Le dernier opus de sa trilogie discographique dédiée aux Tragédiennes montre que la soprano française est bel et bien sortie du baroque pour de nouvelles reconnaissances vocales.
Son parcours musical riche de nombreuses raretés – pas moins de trois CD pour croquer les Héroïnes baroques, tragiques et maintenant romantiques (CD Virgin Classics) – répond à une noble ambition : faire découvrir des personnages magnifiques dont beaucoup tombés dans l’oubli et inviter les producteurs à sortir des chemins battus. Qui se souvient encore de Catherine d’Aragon dans Henry VIII de Saint-Saëns, d’Alde dans Roland à Roncevaux, de Mermet ou d’Ina dans Ariondant de Méhul ? De belles découvertes pour l’amateur alors que tout se concentre sur quelques figures rabâchées, mais aussi des regrets – de l'aveu même de l'équipe de ces magnifiques récitals.
La soprano et son complice, le chef Christophe Rousset, ont dû se limiter dans la pléthore d’airs magnifiques d’héroïnes blessées, anéanties, meurtries ou furieuses… pour ne garder que celles qui correspondent le mieux à son tempérament et à sa voix. Le moins que l’on puisse dire est qu’elle n’en manque pas pour donner vie à ces femmes explosives. Véronique Gens déroule, somptueuse, l’étendue de ses registres, sa capacité à ciseler ses airs vengeurs et déchirants sans tomber ni dans la grandiloquence ni l’artifice. Un grand art qui souligne combien l’étiquette de ‘baroqueuse’ dont on l’affuble est désormais trop réductrice pour embrasser ses registres.

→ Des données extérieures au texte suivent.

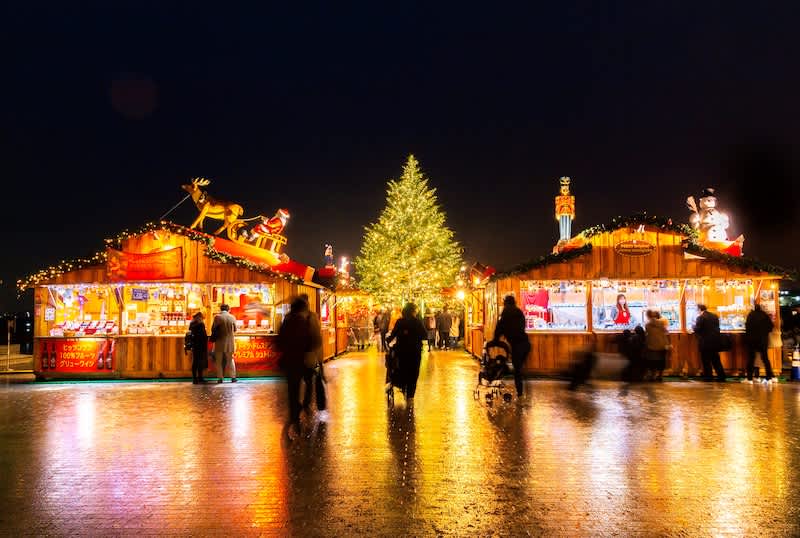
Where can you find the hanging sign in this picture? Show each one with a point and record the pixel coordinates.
(77, 355)
(634, 247)
(256, 353)
(162, 265)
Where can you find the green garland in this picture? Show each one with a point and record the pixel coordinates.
(738, 261)
(100, 258)
(638, 219)
(690, 245)
(543, 261)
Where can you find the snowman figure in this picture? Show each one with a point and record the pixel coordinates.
(712, 224)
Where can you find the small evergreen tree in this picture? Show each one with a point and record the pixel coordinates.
(409, 254)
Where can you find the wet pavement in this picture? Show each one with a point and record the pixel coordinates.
(171, 458)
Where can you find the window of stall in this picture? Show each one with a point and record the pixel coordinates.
(475, 307)
(80, 310)
(326, 300)
(731, 300)
(553, 305)
(618, 305)
(253, 305)
(491, 306)
(163, 308)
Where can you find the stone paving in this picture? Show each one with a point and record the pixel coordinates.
(172, 458)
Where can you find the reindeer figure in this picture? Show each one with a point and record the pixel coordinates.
(227, 212)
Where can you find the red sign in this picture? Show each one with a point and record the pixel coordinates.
(256, 353)
(77, 355)
(130, 266)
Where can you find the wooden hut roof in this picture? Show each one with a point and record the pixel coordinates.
(675, 254)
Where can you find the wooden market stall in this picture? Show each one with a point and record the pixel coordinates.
(569, 297)
(124, 312)
(475, 280)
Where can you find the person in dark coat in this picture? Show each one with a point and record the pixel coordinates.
(756, 335)
(199, 340)
(298, 336)
(410, 333)
(430, 326)
(709, 343)
(443, 324)
(512, 325)
(631, 346)
(384, 327)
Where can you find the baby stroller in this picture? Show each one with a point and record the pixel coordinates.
(495, 363)
(394, 377)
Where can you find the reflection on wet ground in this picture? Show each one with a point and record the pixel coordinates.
(669, 459)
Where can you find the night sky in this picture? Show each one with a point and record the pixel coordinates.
(108, 109)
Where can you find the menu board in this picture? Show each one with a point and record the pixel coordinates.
(77, 355)
(256, 353)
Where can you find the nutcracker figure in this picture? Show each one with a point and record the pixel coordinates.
(565, 211)
(712, 225)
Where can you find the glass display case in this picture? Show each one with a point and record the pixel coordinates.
(731, 300)
(159, 308)
(253, 306)
(553, 305)
(610, 297)
(83, 310)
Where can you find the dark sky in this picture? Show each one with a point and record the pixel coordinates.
(107, 109)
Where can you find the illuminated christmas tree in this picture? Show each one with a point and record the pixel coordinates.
(409, 254)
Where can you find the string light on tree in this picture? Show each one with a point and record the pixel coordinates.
(409, 254)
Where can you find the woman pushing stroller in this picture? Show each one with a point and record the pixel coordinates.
(410, 333)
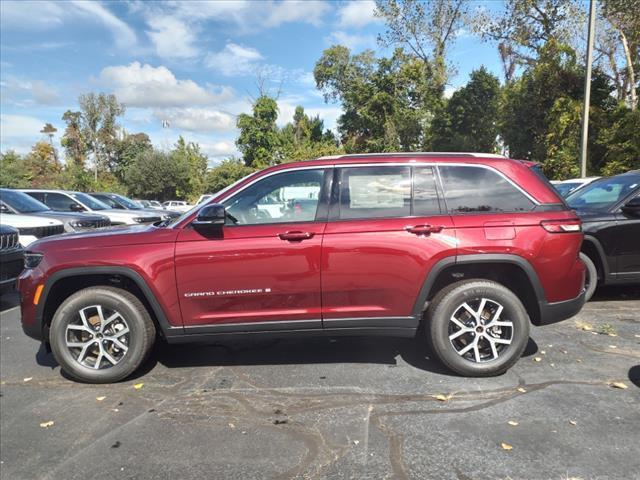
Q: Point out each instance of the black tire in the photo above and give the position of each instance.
(141, 334)
(448, 302)
(591, 278)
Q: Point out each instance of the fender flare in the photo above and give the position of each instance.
(477, 259)
(127, 272)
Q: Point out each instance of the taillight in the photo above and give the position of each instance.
(562, 226)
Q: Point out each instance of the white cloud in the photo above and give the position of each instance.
(20, 132)
(48, 15)
(352, 42)
(22, 92)
(138, 85)
(234, 60)
(123, 35)
(357, 13)
(172, 37)
(197, 119)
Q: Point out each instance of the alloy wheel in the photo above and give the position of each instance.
(98, 337)
(477, 332)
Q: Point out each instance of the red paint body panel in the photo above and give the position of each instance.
(285, 274)
(375, 268)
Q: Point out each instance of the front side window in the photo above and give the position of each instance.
(281, 198)
(471, 189)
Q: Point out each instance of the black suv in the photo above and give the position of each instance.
(610, 212)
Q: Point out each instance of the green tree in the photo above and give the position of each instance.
(259, 139)
(424, 29)
(388, 103)
(156, 174)
(13, 171)
(73, 140)
(470, 121)
(41, 167)
(187, 155)
(224, 174)
(98, 120)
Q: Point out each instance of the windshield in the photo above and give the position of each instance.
(22, 202)
(89, 201)
(200, 205)
(603, 194)
(127, 202)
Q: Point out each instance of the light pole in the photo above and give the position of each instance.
(587, 90)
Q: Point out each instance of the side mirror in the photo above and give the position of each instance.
(632, 207)
(210, 215)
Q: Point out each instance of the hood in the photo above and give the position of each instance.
(114, 237)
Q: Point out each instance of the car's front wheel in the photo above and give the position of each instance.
(477, 328)
(101, 334)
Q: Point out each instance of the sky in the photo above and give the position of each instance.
(192, 65)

Certes, il y a ses débuts et son rôle héroïque au sens propre et figuré dans ce qui deviendra la vague baroque française, depuis 1987 dans l’Atys version Christie / Villégier où elle incarne La Fontaine qui fredonne ‘Et l’effort dans la constance / à la fin doit vaincre de tout’, puis devenue l’égérie des chefs les plus intrépides de Jean-Claude Malgoire à Gérard Lesnes, elle ressuscite avec un naturel et une science maitrisée les personnages de Charpentier à Rameau en passant par Purcell ou Jomelli. La soprano est de toutes les conquêtes et sa prodigieuse discographie en témoigne.
Depuis son Elvire (Don Giovanni) mise en scène par Peter Brook à Aix en Provence, elle a aussi parcouru du chemin dans le répertoire… de Berlioz jusqu’à Wagner ! Sa voix elle aussi a évolué : le timbre s’est intensifié, ce que la chanteuse définit joliment comme un « entre deux », ni tout à fait soprano ni complètement mezzo. Cette femme de tête démontre avec panache, au travers de ce florilège d’héroïnes sublimes, qu’elle est prête pour une Mélisande ou la Maréchale du Chevalier à la Rose.
Bonne nouvelle ! Alors que les scènes étrangères ont déjà compris ses atouts, la France commence à lui faire confiance loin du baroque. Elle fait son entrée (enfin) à la Bastille en mars 2012 dans la production de Don Giovanni du cinéaste autrichien Michael Haneke ; en attendant Falstaff à Nantes et Le Dialogue des Carmélites au Théâtre des Champs-Elysées… et un ultime récital de ses Tragédiennes romantiques à l’Opéra Comique le 10 avril 2012.